Comment 37 for bug 608631

Revision history for this message
verdy_p (verdy-p) wrote :

Reply to comment #35;

It doesnot matter if the character is incorrectly rendered. The decision to include it or not is part of a policy for each project.

And when Bruno Patri said that the character was rendered as a lozenge in TTYs, this makes non-sence, because it is fully dependant on the character set conversion that occurs within the terminal emulator, either on the server site (user's current locale parameter, or system/application locale parameter), or in the client terminal (and with its configured fonts.

Most terminal emulators today support UTF-8 as the encoding of choice on the network, as well as servers (at leasst Linux and most FreeBSD distributions, and since many years now, Sun/Oracle Solaris or IBM AIX as well).

The main problem was not the presence of NNBSP (which could already be entered, but the lack of accurate identification if it is rendered : we need a visual clue to make the difference between distinct spaces.

Then it's up to each translation project to determine which characters they accept. Most browsers now have accurate rendering, so there's no reason of refusing it (correct display of whitespaces is in fact a minimum demanded now for HTML5 which descibes the minimum subset of Unicode character properties that browsers should support (this includes the recognition of the non-breaking property, as well as the whitespace property, both of tem being STABLE, and that must be recognized as well for implementing IDNA safely).

For those environments that can't support Unicode encoded output and that are performing charset conversions, it will be part of the system libraries for charset conversions. Terminals should not have to worry about these characters. After all the same terminals will also have problems to render Chinese or Russian if they can't support Unicode or extended character sets, and the same projects that are supporting translations to Chinese, Russian, Arabic, Hebrew, Indic scripts, or Thai should not have to prohibit NNBSP for correct display.

Free Fonts and Free rendering libraries are now available, and should be updated to support these characters, even if a font does not map NNBSP but only THINSP (including the recent fonts shipped with Windows 7 such as "Segoe UI" which only maps THINSP, where "Times New Roman" maps NNBSP since long now : It is no longer needed for Windows 7 because its builtin renderer can automatically map NNBSP to the same glyph as THINSP, and caan otherwise emulate all whitespace characters present in Unicode 5.0 at least).

Qt is possibly late in its support, byt I think this is because it does not really implement the text renderer itself but depends on an old version of a library which is dependent of the target system for which it was built. Qt on Windows works and renders NNBSP correctly, even with the "Segoe UI" font that does not map the character. such mapping can also be performed on Linux/*nix by X11 font servers, even if the text renderer libraru does not implement it. Updating XFree86 (or similar) will work correctly to resolve the issue. It is also very simple to update the terminal emulator (XTerm, Telnet) because they are basic user applications which have very little system dependency and that fully work in the user domain (not at the kernel level).
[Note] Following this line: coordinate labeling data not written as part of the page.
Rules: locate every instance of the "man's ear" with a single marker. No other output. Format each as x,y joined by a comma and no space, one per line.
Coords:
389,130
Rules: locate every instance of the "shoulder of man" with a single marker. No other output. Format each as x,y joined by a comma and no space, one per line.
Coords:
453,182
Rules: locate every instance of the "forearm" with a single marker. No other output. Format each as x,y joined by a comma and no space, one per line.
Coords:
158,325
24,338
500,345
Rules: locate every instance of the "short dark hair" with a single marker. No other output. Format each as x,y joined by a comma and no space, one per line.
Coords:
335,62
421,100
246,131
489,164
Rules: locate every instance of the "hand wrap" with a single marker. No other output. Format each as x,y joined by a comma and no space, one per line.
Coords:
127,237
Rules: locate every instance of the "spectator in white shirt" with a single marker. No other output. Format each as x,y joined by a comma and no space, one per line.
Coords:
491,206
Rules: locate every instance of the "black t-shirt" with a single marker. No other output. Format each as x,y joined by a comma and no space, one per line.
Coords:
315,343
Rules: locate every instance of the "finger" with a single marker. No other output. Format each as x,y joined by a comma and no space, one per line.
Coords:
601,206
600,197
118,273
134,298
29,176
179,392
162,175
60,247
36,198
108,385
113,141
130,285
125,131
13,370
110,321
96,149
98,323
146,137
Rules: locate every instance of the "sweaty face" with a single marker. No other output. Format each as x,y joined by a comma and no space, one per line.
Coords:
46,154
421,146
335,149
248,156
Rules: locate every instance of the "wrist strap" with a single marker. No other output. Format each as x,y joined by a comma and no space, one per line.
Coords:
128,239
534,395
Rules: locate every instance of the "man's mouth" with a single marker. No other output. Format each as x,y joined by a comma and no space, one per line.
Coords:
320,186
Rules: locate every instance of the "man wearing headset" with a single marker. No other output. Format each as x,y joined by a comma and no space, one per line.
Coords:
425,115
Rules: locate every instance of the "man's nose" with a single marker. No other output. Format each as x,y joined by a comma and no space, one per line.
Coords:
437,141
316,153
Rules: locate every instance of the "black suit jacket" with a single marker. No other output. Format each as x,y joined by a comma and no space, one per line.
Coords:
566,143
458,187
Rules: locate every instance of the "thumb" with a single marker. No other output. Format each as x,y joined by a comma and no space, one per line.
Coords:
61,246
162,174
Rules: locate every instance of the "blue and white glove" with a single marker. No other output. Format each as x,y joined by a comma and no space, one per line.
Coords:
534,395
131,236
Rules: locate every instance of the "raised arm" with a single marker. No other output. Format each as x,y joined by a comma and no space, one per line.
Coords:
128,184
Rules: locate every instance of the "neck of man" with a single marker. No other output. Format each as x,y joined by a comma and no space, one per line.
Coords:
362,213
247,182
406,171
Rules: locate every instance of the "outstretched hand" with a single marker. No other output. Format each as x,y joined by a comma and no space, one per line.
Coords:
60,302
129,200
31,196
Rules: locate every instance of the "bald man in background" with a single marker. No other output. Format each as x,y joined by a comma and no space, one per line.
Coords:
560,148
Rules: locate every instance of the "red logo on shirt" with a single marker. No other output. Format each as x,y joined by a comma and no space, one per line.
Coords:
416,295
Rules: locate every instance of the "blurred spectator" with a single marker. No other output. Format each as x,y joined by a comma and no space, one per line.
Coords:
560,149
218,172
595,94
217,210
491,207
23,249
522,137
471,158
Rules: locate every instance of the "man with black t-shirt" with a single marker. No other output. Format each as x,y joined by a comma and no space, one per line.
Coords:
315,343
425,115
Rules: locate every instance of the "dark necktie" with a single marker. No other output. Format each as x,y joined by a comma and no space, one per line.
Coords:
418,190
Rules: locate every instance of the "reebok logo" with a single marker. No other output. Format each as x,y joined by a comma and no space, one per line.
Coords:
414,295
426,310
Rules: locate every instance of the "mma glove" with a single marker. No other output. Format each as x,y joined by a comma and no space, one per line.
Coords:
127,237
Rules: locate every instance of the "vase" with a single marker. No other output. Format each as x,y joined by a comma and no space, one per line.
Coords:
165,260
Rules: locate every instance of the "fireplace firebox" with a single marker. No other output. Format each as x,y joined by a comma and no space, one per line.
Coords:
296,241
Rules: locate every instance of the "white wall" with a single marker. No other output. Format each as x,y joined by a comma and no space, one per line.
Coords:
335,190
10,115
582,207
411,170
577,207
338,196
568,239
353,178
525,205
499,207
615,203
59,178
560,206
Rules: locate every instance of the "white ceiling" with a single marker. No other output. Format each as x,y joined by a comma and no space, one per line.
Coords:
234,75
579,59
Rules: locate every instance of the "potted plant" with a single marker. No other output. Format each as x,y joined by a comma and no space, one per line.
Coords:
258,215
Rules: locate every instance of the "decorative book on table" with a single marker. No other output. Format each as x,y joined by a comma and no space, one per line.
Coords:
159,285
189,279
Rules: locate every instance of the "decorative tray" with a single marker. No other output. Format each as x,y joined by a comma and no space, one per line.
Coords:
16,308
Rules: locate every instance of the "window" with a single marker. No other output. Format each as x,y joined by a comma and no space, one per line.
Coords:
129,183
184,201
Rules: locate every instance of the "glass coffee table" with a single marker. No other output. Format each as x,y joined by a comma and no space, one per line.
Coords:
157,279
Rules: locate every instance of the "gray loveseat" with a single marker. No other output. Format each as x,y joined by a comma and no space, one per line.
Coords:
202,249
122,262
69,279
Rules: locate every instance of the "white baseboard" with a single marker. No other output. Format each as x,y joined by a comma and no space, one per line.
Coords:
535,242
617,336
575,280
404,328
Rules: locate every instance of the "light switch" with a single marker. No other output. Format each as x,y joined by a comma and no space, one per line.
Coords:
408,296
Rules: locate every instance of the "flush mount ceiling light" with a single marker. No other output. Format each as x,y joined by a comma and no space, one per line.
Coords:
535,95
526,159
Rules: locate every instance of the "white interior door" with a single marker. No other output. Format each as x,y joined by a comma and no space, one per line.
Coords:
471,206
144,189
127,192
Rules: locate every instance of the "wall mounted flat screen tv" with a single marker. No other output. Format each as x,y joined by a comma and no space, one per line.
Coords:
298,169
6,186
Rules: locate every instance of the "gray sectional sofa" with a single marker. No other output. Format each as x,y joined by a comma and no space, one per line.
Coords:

The only remaining environments will be some interfaces for embedded systems with limited rendering capabilities. The need for NNBSP is sufficiently demonstrated that they should add support for it in their firmware updates. But nothing will happen if there's no incitation for their authors to implement it. The best we can do is to document it, and thanks to the patch, they will know that the support for it is wanted and expected: if they have been able to adpt their applications to support the zillions of Han ideographs (and multiple presentation forms for Traditional or Simplified Chinese, or Korean, or Japanese) they should be able to manage a simple whitespace that is needed for frequently used languages like French, Spanish, or Russian.

Someone has to start the work. The others will follow the move rapidly. We can't advance on such issues if nobody wants to make the first step (and in fact the first steps have been largely taken now by all 5 major browsers, and in Windows).

Its not reasonnable to block this in Launchpad, when in fact this will just be dependant on each translation project and most of them should accept the character without any problem now, or will be able to create their own patch if needed without lots of difficulties (by either upgradeing their dependant libraries, or implementing exceptions to support all whitespaces of Unicode 5, or by using custom fonts that are compatible with the character and are already available with the mapping, or by changing their builtin charset converters : libiconv for example has the necessary support, if you have the correct version installed on your system, and updating it is in fact necessary for supporting recent versions of web browsers and X11 desktop environments for more languages : now more than 60% of the content on the web or in emails is encoded with Unicode, legacy 8-bit encoings are disappearing with an accelerated speed, given that msot developments made today use standard web rendering technologies that highly depend on support of Unicode and with mandatory support of UTF-8 now in all the new IETF protocols).